Converting SentencePiece vocabularies in OpenNMT-py

Hi, to alleviate the OOV issue I did my pre-processing according to these scripts:

Firstly I filtered + pre-tokenized my dataset, then I split that data into train/validation/test sets. I then trained a SentencePiece model on the training data and generated a vocabulary of 32k. Then I used that model to encode the training and validation data as subwords.

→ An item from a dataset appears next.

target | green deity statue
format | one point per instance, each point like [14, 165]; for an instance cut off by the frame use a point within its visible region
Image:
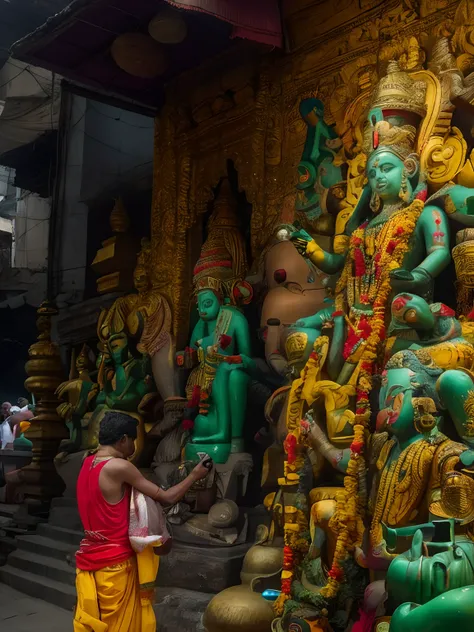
[220, 342]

However I am getting errors trying to train a Transformer model, I think I need to convert the SentencePiece vocabularies but the method from the OpenNMT-tf documentation doesn’t work. I will try the on-the-fly method instead tomorrow.

Dear Matthew,

You are doing most of it correctly. I think that you are trying to use SentencePiece *.vocab files as src_vocab and tgt_vocab, do not you? If so, you should rather build vocab with OpenNMT-py:


onmt_build_vocab -config build_vocab.yml -n_sample -1 -num_threads 4

I hope this helps.

Kind regards,

Dear Yasmin,

Yeah that’s what I was attempting to do. So I should construct the vocabularies from the subword encoded data? Ok I will try this.

Kind regards,

Hello matthew,

The reason why you need to do that is that opennmt use the vocab to identify the words and their corresponding ids. If you provide text that was converted to subwords that doesn’t match that vocab, opennmt will not recognize the subwords when it will look at the vocab.

Opennmt identify a word or token based on spaces…

Best regard,

Sure Samuel that makes complete sense.
I managed to train a transformer model with a validation perplexity of 8!